5-5-21: Narrative Lectionary - Galatians 1 and 2
Let the words of my mouth and the meditation of our
hearts be acceptable in your sight, O Christ our rock and our redeemer. Amen.
In the New Testament, after the Gospels, after the Acts
of the Apostles… we have the Epistles… which is really just a fancy name for
letters in the mail! Basically, when we read the epistles, we are reading
someone else’s mail, but more like a public blog post, or even “letters to the
editor” in your hometown newspaper. All those books in the New Testament with interesting
names are letters by early Christian church planters to their congregations, bearing
the names of the cities the churches were located in. Romans – Rome, in what is
now Italy. Ephesians – Ephesus in modern-day Turkey. Galatia is a region in the
middle of Turkey, and boy, did Paul have some things to say to the members of
the church he helped to plant.
Paul is one of Jesus’ most famous followers and wrote
much of these New Testament letters. But Paul wasn’t always PAUL. In fact, Paul
began his life with the name of Saul - a man infamous for his relentless
harassment of the early church during this period of persecution early in their
history. But while Saul was traveling, a bright light flashed from heaven and
Saul fell to the ground, made completely blind and encountering the risen
Christ for himself – and this is what he alludes to in the beginning of his
letter to the church in Galatia.
After this encounter, and after he was healed, Saul began
to be just as zealous in preaching FOR the gospel of Jesus as he was preaching
AGAINST it. This Saul, who then transitioned and was renamed Paul, planted
churches across the Roman Empire like it was going out of style, then wrote to
them when they would inevitably have problems. And most ironic of all, this
super-strict, religious Jew who once persecuted Christians, became the champion
of the inclusion of non-Jews in the early Christian church.

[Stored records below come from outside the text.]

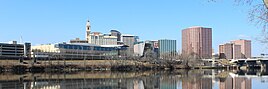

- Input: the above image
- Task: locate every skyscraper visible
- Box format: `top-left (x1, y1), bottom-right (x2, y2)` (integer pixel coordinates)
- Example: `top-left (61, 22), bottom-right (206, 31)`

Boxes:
top-left (231, 39), bottom-right (251, 59)
top-left (182, 26), bottom-right (212, 59)
top-left (158, 39), bottom-right (177, 58)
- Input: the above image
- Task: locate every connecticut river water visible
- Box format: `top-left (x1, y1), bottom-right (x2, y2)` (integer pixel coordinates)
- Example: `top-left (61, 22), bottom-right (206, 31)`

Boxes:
top-left (1, 69), bottom-right (268, 89)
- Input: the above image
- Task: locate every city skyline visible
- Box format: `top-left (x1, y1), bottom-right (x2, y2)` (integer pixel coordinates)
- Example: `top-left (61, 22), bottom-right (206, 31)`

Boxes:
top-left (0, 0), bottom-right (265, 56)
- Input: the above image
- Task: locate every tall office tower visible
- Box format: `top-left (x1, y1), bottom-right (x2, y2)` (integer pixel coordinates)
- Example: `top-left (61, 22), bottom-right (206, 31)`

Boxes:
top-left (110, 30), bottom-right (121, 42)
top-left (158, 39), bottom-right (177, 58)
top-left (122, 34), bottom-right (139, 55)
top-left (182, 26), bottom-right (212, 59)
top-left (219, 43), bottom-right (242, 59)
top-left (86, 20), bottom-right (91, 43)
top-left (231, 39), bottom-right (251, 59)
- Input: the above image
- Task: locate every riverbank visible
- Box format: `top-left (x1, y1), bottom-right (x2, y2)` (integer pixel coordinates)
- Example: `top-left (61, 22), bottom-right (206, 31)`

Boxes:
top-left (0, 60), bottom-right (163, 72)
top-left (0, 60), bottom-right (236, 72)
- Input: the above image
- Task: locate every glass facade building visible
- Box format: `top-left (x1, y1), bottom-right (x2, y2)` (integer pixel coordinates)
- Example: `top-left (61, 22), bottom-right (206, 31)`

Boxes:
top-left (158, 39), bottom-right (177, 58)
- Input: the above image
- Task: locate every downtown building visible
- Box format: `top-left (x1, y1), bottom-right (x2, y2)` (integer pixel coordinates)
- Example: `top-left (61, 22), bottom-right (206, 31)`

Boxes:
top-left (89, 32), bottom-right (118, 45)
top-left (182, 26), bottom-right (212, 59)
top-left (158, 39), bottom-right (177, 58)
top-left (32, 42), bottom-right (128, 60)
top-left (85, 20), bottom-right (118, 45)
top-left (122, 34), bottom-right (139, 55)
top-left (84, 20), bottom-right (138, 56)
top-left (32, 20), bottom-right (130, 60)
top-left (0, 41), bottom-right (31, 59)
top-left (219, 43), bottom-right (242, 59)
top-left (219, 39), bottom-right (251, 59)
top-left (134, 40), bottom-right (159, 57)
top-left (231, 39), bottom-right (251, 59)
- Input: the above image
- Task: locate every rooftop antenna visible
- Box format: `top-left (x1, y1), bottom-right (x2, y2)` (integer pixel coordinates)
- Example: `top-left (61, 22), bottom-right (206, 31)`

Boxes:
top-left (20, 35), bottom-right (23, 43)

And that is what Paul is yelling at Cephas – Peter – for:
Not for Peter being “too Jewish” but for Peter not being “Jewish enough.”

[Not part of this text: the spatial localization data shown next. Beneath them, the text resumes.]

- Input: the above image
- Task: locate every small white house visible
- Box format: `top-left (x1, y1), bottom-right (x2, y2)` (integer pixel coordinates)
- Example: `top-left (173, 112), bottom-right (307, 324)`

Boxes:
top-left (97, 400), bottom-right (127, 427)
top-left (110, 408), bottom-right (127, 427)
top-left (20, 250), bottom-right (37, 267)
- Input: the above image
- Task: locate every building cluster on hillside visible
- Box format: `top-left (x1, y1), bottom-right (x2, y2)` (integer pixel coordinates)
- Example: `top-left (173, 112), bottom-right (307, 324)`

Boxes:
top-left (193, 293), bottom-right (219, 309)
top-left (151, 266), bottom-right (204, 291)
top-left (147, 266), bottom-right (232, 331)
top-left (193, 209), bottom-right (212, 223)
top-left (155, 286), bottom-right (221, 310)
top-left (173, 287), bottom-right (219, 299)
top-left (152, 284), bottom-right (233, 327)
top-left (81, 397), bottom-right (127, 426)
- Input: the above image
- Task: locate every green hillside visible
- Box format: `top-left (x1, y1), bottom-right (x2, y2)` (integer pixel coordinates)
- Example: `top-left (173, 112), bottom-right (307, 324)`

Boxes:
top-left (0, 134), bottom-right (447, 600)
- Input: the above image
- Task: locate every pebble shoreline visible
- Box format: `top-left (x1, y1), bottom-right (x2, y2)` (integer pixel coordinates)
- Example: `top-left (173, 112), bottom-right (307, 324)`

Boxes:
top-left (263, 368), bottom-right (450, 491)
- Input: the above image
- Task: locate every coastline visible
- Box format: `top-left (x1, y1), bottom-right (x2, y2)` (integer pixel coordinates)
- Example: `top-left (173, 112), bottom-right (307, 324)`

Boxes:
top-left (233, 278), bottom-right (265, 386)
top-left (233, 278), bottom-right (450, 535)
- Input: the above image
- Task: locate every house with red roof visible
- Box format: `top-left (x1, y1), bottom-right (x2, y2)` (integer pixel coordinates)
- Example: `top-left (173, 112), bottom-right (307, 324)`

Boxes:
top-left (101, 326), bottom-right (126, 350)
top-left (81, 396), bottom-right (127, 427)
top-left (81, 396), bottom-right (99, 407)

Judaism at its core is not just about following some super strict set of laws,
but instead – and I am VASTLY oversimplifying here - obedience to the law comes
out of a response to the grace and love of God… I bet that sounds familiar.
Peter’s mistake was backtracking on the freedoms of the
gospel of Jesus, just because Peter was afraid of the “circumcision faction.”
While this faction has a name that sounds antiquated to our modern ears, we
have a modern word for what the “circumcision faction” was doing –
Gatekeeping. Controlling who was IN and who was OUT.
And so, by Peter’s hypocritical behavior – by being
convinced by a faction of Jewish Christian and refusing to eat with Gentile
Christians – Peter was sanctioning some sort of class system based on
ethnicity, which is antithetical to both Christianity AND Judaism. Peter’s
behavior negates the multi-ethnic and cross-cultural nature of the Gospel, that
Paul spells out in further detail in the rest of Galatians.
I think that Paul was particularly sensitive to this
issue because of his own story – probably why he was brave or brash enough
to call out Peter to his face, and then to spill the tea in the letter to the
Galatians. Because Paul knew what was at stake. Paul himself was welcomed as a
follower of Jesus, even then the other disciples had every reason to be wary
and keep HIM. And now PAUL – once the most rule-following rule follower – is
telling the Galatians, and US, that there is no entrance exam to the community
of faith.
In the name of Paul, we must ask ourselves – how are we,
intentionally or unintentionally being like Peter, gatekeeping the Gospel of
Jesus? What are our expectations that we assumed and accepted that are actually
hinderances for some? Who are we afraid of disappointing with our truly expansive
welcome?
I encourage you to read the whole letter – there is some
really good stuff in there. As the rest of the letter illustrates, there are no
such things as “classes” or rank, or hierarchy of Christians. Just as there is
no ranking of who God loves more, or less, based on the rules – both spoken and
unspoken – that Christians are “supposed to follow.” ALL are welcome, just as
they are. Jesus tore down all the barriers we have put up between us – the last
thing we should do is rebuild them. Thanks be to God. Amen.